With September 11th this week, it’s worth taking a bit of time to review these photos from 9/11 now housed at the George W. Bush Presidential Library. If you have more time, check out ESPN’s short documentary “First Pitch” about President Bush taking the mound at Yankee Stadium in the post-9/11 World Series.

Now, back to what we’re tracking in Texas health care and health policy for the month of September, 2018.

With help from Marjie High
and Emily Boerger.

1.  HHSC releases legislative approps requests

The Texas Health and Human Services Commission has released its “legislative appropriations request” for the 2020-2021 biennial budget years.  The baseline request is $77.3 billion in All Funds, an amount that is $200m lower than the previously approved biennial budget.  Of this, $30.2 billion is from the State General Fund, an amount that is $650m less than the previous biennium.  The HHSC budget covers more than 200 programs and more than 40,000 FTEs.

The 1358-page document outlines the spending requests from the HHSC that will be incorporated into the HHS Consolidated Budget to be published in October. That document will then go to the governor for his review and consideration ahead of finally submitting a unified and complete administration budget to the legislature for action next year.

2.  Two House Public Health committee hearings this week

The House Public Health committee has two hearings this week. Today at 1:00pm, the Public Health Committee will meet together with the House Committee on Urban affairs to discuss homelessness, mental illness, housing availability, and the way they intersect. They will also review the availability of supportive housing for those with mental illness.

Then on Thursday morning at 9:00am, the Public Health Committee will review available women’s health programs and services in the state and review the work of the Maternal Mortality and Morbidity Task Force. During this meeting the committee will also evaluate the implementation of certain bills passed during the 85th legislature such as HB 10 and HB 13, both of which are related to mental and behavioral health.

The committee meetings will be live-streamed here.

3.  Race for House Speaker gets 7th candidate

There are now seven declared candidates to replace Joe Straus as Speaker of the Texas House of Representatives, with Four Price having declared his candidacy formally with the Texas Ethics Commission last week.  Three candidates have signed a Texas GOP pledge that they will only support the favored candidate from the Republican Caucus: Price, Phil King, and Tan Parker.
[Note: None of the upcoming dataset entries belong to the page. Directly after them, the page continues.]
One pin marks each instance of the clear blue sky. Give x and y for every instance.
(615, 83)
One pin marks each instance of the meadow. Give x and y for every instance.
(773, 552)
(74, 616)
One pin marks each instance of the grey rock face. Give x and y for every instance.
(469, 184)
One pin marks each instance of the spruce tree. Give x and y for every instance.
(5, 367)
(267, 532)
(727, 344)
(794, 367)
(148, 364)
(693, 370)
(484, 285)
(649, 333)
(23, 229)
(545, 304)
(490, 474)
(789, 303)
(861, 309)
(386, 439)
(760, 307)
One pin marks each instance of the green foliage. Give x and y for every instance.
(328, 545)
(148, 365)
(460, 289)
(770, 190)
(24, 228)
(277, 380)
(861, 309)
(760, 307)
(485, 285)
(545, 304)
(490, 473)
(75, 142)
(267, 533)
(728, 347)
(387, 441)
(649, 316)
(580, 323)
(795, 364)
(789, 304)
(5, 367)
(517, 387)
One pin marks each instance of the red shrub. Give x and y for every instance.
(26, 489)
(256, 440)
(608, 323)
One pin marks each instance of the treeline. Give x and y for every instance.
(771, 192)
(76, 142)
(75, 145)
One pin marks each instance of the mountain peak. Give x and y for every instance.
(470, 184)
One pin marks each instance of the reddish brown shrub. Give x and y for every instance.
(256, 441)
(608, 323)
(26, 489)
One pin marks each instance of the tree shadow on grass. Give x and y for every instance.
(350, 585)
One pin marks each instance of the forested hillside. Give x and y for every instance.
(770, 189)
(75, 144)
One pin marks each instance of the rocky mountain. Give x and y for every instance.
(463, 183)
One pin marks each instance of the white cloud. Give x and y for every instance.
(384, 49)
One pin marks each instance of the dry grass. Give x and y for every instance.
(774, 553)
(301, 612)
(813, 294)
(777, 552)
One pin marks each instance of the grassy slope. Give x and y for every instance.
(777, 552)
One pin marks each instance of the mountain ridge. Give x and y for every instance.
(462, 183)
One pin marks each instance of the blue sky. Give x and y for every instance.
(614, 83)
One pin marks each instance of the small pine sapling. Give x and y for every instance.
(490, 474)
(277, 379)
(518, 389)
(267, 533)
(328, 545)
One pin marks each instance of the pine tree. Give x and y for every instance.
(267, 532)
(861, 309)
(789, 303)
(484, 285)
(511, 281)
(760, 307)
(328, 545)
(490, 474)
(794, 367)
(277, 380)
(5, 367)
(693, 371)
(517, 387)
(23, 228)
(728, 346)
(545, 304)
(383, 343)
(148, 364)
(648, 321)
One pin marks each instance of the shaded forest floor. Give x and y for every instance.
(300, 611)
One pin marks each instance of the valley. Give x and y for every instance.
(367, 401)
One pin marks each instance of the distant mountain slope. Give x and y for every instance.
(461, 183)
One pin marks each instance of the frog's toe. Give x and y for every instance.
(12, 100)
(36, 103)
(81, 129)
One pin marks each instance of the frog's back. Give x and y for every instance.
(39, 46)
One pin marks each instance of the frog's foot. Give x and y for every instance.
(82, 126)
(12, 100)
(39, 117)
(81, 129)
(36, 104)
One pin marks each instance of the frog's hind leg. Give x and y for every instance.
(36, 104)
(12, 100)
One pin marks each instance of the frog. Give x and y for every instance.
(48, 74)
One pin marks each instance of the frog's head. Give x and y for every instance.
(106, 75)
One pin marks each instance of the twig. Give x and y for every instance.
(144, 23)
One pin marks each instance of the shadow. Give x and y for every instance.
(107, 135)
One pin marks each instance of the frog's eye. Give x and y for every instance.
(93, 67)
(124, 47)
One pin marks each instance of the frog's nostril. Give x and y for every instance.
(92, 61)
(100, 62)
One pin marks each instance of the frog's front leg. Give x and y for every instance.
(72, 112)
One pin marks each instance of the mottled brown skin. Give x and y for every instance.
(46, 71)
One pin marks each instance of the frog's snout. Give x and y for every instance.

That leaves the very distinct possibility that one of the other candidates might draw enough support from a potentially enlarged Democratic caucus to become Speaker with a bi-partisan majority. Moderates may be looking for a deal to forestall a more conservative agenda as some members are gearing up for another run at a bathroom bill and other social legislation that Straus “thwarted” as Speaker.
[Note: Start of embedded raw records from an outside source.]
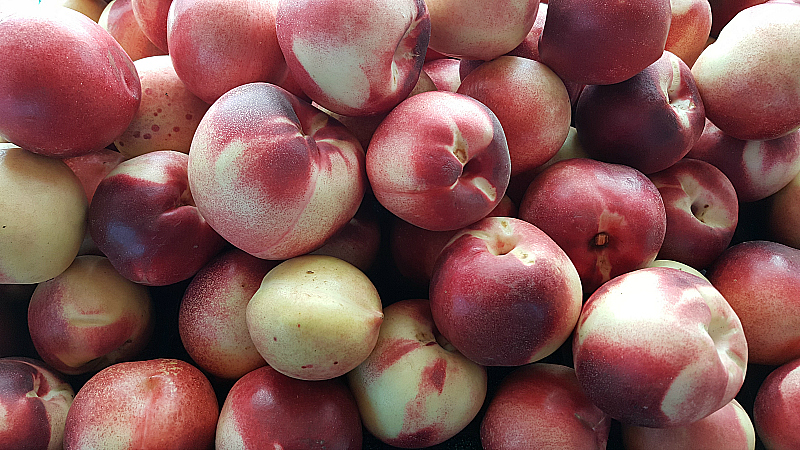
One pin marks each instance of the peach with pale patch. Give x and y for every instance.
(749, 77)
(366, 57)
(211, 59)
(439, 161)
(415, 390)
(118, 20)
(537, 92)
(275, 176)
(157, 403)
(479, 30)
(54, 115)
(314, 317)
(212, 320)
(44, 216)
(729, 427)
(89, 317)
(542, 406)
(168, 114)
(34, 400)
(761, 281)
(659, 347)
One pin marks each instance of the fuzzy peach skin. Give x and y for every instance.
(504, 293)
(659, 347)
(211, 59)
(150, 404)
(479, 30)
(756, 168)
(516, 89)
(689, 29)
(118, 20)
(749, 78)
(729, 427)
(702, 212)
(354, 57)
(414, 250)
(144, 219)
(603, 42)
(415, 390)
(784, 214)
(265, 408)
(648, 122)
(439, 161)
(776, 413)
(168, 114)
(761, 281)
(152, 18)
(68, 87)
(314, 317)
(44, 216)
(89, 317)
(34, 400)
(212, 319)
(273, 175)
(609, 218)
(542, 406)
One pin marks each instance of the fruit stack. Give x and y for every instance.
(451, 224)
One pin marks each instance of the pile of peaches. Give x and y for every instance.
(340, 224)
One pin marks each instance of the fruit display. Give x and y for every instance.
(381, 224)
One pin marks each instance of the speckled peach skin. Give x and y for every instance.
(542, 406)
(608, 218)
(702, 212)
(89, 317)
(479, 30)
(659, 347)
(212, 59)
(314, 317)
(56, 115)
(354, 57)
(757, 168)
(729, 427)
(517, 89)
(649, 121)
(148, 404)
(44, 216)
(415, 390)
(273, 175)
(439, 161)
(775, 410)
(761, 280)
(504, 293)
(212, 316)
(749, 77)
(168, 114)
(34, 400)
(152, 18)
(144, 219)
(265, 408)
(602, 42)
(118, 20)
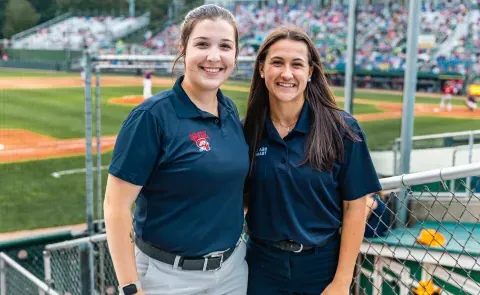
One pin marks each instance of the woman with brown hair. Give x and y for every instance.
(309, 174)
(181, 156)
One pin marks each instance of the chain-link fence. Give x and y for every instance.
(67, 266)
(436, 250)
(14, 279)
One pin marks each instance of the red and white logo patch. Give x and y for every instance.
(201, 140)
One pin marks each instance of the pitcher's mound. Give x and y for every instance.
(129, 100)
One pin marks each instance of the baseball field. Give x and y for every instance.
(42, 183)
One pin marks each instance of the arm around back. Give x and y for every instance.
(119, 198)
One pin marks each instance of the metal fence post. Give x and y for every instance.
(452, 182)
(47, 267)
(3, 277)
(408, 105)
(98, 124)
(471, 139)
(395, 156)
(350, 71)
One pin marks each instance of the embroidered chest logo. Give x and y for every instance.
(201, 140)
(262, 151)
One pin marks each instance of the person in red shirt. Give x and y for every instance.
(447, 96)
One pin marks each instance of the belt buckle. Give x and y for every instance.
(298, 251)
(213, 255)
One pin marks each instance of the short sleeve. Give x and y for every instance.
(137, 148)
(357, 176)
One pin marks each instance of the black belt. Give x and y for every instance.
(212, 261)
(292, 246)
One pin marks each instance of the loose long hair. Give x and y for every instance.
(324, 144)
(208, 11)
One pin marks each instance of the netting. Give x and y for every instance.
(436, 251)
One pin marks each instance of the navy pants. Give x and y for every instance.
(276, 272)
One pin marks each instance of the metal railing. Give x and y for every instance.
(14, 279)
(470, 149)
(395, 262)
(471, 135)
(437, 251)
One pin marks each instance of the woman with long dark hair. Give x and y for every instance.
(310, 172)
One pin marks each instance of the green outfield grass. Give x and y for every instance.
(31, 198)
(60, 112)
(12, 73)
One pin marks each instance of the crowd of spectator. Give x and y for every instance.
(77, 32)
(381, 35)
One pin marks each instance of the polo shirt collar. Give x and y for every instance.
(303, 123)
(302, 126)
(185, 108)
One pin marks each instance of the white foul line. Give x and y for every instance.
(59, 174)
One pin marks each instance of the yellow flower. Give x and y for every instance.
(426, 288)
(430, 237)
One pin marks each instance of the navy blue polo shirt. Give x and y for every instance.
(192, 166)
(289, 201)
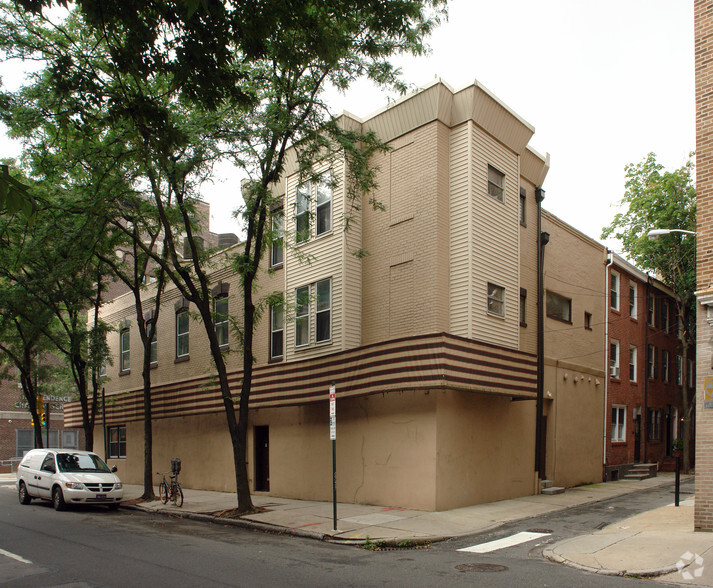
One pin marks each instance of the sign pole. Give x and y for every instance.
(333, 437)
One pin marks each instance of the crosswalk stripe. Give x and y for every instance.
(13, 556)
(517, 539)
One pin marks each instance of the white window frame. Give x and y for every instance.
(183, 335)
(614, 353)
(323, 204)
(615, 290)
(302, 212)
(221, 321)
(277, 250)
(618, 427)
(302, 316)
(665, 363)
(277, 329)
(496, 184)
(323, 309)
(125, 350)
(496, 300)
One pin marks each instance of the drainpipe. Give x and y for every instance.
(542, 240)
(607, 265)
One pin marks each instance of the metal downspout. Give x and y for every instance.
(607, 265)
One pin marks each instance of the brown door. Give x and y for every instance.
(262, 459)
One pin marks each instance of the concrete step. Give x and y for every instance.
(635, 476)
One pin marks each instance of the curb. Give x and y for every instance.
(651, 573)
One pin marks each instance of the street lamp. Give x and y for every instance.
(656, 233)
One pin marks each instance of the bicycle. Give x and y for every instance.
(170, 490)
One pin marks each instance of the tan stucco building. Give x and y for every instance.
(430, 339)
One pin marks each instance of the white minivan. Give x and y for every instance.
(67, 476)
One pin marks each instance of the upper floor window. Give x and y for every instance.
(665, 361)
(618, 423)
(665, 316)
(125, 346)
(302, 306)
(277, 331)
(651, 309)
(614, 359)
(324, 310)
(614, 290)
(151, 330)
(220, 312)
(182, 332)
(496, 184)
(496, 299)
(651, 362)
(633, 306)
(302, 212)
(321, 192)
(277, 251)
(559, 307)
(324, 203)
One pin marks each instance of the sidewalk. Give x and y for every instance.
(652, 543)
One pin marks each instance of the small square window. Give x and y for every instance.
(496, 184)
(496, 299)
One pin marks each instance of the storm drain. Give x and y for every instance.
(482, 567)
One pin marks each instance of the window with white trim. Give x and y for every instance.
(496, 299)
(221, 320)
(277, 251)
(125, 346)
(618, 424)
(277, 331)
(323, 199)
(614, 358)
(496, 184)
(182, 332)
(302, 229)
(614, 290)
(302, 306)
(324, 310)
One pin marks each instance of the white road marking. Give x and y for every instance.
(13, 556)
(522, 537)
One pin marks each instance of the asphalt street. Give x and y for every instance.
(95, 547)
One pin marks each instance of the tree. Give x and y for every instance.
(194, 81)
(658, 199)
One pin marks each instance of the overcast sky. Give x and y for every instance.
(603, 83)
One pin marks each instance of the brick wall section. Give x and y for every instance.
(703, 9)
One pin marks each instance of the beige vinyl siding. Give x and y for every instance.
(326, 253)
(484, 237)
(460, 223)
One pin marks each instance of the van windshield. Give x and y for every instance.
(73, 462)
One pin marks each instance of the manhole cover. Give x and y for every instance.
(481, 568)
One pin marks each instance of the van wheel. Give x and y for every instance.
(58, 499)
(23, 495)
4.  Video: Senator Charles Schwertner

Dr. Charles Schwertner is the Chair of the Senate Committee on Health & Human Services. He joins us in this edition of “What They’re Watching” to discuss community based solutions for Child Protective Services challenges.
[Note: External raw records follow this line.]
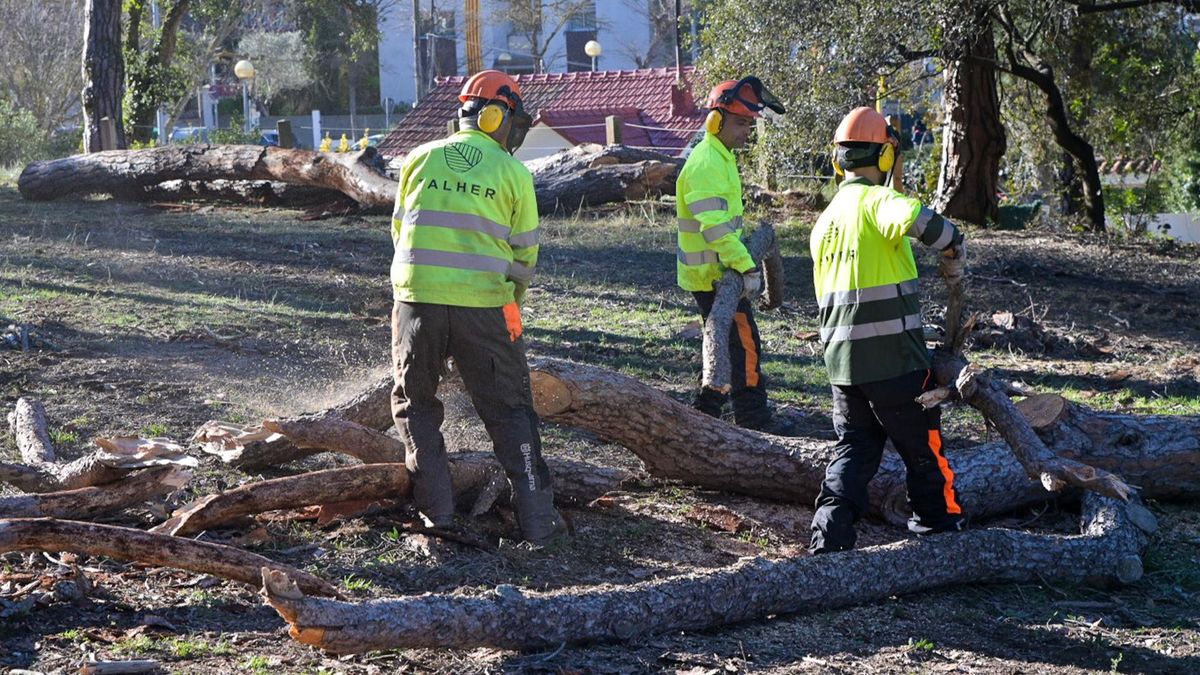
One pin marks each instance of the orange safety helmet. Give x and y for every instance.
(491, 85)
(863, 125)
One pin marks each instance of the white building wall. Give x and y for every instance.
(623, 31)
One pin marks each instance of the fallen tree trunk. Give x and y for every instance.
(87, 503)
(28, 424)
(261, 448)
(1161, 454)
(591, 174)
(715, 353)
(125, 543)
(1107, 550)
(582, 175)
(129, 173)
(115, 459)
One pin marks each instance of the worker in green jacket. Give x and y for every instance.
(875, 352)
(466, 244)
(708, 197)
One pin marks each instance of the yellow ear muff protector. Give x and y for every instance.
(492, 117)
(714, 121)
(887, 157)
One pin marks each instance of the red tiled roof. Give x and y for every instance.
(580, 100)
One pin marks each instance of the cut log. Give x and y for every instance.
(1161, 454)
(129, 173)
(119, 455)
(258, 448)
(725, 305)
(163, 550)
(1039, 461)
(592, 174)
(1107, 550)
(582, 175)
(28, 424)
(87, 503)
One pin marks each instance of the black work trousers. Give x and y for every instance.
(864, 417)
(492, 363)
(749, 388)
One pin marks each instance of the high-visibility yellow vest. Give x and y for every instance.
(466, 225)
(708, 207)
(865, 280)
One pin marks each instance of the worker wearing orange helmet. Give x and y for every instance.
(875, 352)
(708, 205)
(466, 243)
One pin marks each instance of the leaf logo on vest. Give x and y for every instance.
(462, 157)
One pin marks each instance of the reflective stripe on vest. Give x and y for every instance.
(525, 239)
(700, 258)
(514, 270)
(857, 296)
(874, 329)
(718, 231)
(469, 222)
(709, 204)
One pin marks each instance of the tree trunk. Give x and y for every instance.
(477, 478)
(129, 173)
(973, 138)
(28, 424)
(88, 503)
(1108, 549)
(582, 175)
(103, 72)
(1161, 454)
(163, 550)
(715, 353)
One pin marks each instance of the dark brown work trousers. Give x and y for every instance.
(493, 368)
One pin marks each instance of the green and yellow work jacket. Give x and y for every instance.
(708, 207)
(465, 226)
(865, 281)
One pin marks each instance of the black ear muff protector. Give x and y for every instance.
(714, 121)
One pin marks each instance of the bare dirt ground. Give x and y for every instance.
(154, 320)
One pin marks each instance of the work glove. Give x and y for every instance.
(751, 284)
(953, 263)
“First and foremost, children that are at risk of abuse and neglect need to be properly identified on a timely basis and removed from a harmful situation… those are not just the state’s children, but that local community’s children as well. And so how does the state try to enlist our local communities to make sure that we are providing a robust Children Protective Services system in our state?”

5.  Dems in US House planning big health reform package

US House Democrats are planning a significant set of health care reform legislation as part of their three-pronged focus of issues to kickoff the start of the session, should they re-take the House this fall.  Report:  “Health care would be divided into two buckets: cost containment, including reining in premiums, and lowering the cost of prescription drugs.”

The Democrats’ platform, called “A Better Deal,” has a series of policy proposals, including a detailed write up on pharmacy costs. Notably, however, there is no similar proposal related to health care costs in general. In the Senate, a similar platform includes policies related to prescription drugs. But, importantly, it also includes language about market consolidation (in general, not just health care) as a major structural problem of the US economy, and something they will seek to address.  That is something that could impact a sector that has and continues to witness M&A activity across a broad swath of American health care.